The solution is not to arbitrarily make it harder to go to college, though.

Your original point was just a silly strawman. If someone wants to go bum around for four years in college rather than going to work, they can (and do, in some cases) do that now. Anyone who can sign their name can get a student loan. That doesn't mean they're going to be able to sit on their asses for 4 years and not go to class. I know, because I tried that myself one semester. I found myself on academic probation shortly thereafter with the promise of being kicked out of school entirely if my grades did not improve. What you're describing simply does not exist in any meaningful way and giving students relief from the ridiculous tuition burden (followed by a lifetime of soul-crushing non-dischargeable debt) won't suddenly make it start happening.
you think the people who get degrees in [whatever] studies actually think there degrees have real life value equal to their costs? I think these students know full well that the value proposition isn't there, but they still choose to do it. If people are willing to pay to get worthless degrees now then why do you not think that would get worse in a society where these degrees are now free?

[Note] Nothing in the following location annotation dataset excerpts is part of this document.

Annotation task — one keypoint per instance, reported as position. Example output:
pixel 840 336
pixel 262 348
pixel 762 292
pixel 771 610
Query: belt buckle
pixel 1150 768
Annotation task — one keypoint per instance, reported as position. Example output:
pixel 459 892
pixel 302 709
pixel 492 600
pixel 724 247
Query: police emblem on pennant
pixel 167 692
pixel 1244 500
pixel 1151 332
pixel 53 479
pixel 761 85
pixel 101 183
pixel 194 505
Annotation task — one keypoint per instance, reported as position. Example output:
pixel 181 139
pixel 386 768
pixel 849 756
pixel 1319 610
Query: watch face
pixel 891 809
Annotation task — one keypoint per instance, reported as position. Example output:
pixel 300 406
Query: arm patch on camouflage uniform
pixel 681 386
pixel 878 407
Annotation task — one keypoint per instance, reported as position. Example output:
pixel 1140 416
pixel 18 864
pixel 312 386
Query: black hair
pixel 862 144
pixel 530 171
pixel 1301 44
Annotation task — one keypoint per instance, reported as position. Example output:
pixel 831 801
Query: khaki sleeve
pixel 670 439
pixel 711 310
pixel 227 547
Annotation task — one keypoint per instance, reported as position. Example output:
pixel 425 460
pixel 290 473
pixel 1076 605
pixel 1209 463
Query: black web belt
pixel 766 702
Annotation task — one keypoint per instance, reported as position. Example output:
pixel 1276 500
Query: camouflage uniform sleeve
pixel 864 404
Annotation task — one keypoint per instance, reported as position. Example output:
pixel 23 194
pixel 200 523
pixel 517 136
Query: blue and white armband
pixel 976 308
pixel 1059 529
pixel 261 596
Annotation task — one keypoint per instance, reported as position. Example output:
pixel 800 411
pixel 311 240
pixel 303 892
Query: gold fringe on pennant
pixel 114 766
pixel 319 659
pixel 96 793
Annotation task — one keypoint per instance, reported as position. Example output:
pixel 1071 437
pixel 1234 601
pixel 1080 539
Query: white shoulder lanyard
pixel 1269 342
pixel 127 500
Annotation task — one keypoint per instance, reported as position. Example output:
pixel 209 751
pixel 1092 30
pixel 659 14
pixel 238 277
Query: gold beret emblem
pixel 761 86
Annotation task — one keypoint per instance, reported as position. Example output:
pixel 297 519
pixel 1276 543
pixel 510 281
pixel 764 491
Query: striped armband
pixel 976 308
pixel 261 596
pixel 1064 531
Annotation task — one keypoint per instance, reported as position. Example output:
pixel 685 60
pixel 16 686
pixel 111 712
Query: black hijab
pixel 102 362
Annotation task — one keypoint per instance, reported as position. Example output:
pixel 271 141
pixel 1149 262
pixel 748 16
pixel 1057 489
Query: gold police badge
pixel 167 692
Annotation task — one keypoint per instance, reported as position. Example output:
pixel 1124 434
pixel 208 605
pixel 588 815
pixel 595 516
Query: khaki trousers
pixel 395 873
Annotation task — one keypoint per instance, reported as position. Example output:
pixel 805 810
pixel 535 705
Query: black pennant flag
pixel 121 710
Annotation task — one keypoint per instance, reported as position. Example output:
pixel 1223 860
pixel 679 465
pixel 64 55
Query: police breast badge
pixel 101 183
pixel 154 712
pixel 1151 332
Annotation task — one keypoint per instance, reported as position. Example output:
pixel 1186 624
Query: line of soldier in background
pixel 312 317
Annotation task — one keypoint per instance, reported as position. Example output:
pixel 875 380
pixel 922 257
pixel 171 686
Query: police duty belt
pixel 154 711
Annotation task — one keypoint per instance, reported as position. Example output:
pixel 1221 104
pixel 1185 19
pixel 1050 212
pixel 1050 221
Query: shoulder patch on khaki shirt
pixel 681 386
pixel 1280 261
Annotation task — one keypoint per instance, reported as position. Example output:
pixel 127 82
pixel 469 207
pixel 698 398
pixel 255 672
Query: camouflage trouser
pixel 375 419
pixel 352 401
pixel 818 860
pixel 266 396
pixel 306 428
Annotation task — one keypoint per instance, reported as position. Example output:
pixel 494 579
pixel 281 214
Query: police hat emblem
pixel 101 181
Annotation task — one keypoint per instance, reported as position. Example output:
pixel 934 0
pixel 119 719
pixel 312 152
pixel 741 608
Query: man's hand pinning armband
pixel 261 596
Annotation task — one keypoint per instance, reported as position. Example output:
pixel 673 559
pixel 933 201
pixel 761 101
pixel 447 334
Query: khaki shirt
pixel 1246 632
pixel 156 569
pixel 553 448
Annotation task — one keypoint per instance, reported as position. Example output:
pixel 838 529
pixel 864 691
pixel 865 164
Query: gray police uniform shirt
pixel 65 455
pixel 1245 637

We do need to do a better job at educating kids on job prospects and career paths and should probably start that around 8th or 9th grade, but that is a separate issue.

I don't know what to say to you if you don't believe people can skate through college without doing much if any work. I have seen countless examples of people who get through college with much less work and lower grades than a reasonable application of their ability would explain. I myself am one and there are tens or hundreds of thousands more kids like this every year. I am sure you are also familiar with the people who have been taking undergrad classes for 5+ years which is also way too long.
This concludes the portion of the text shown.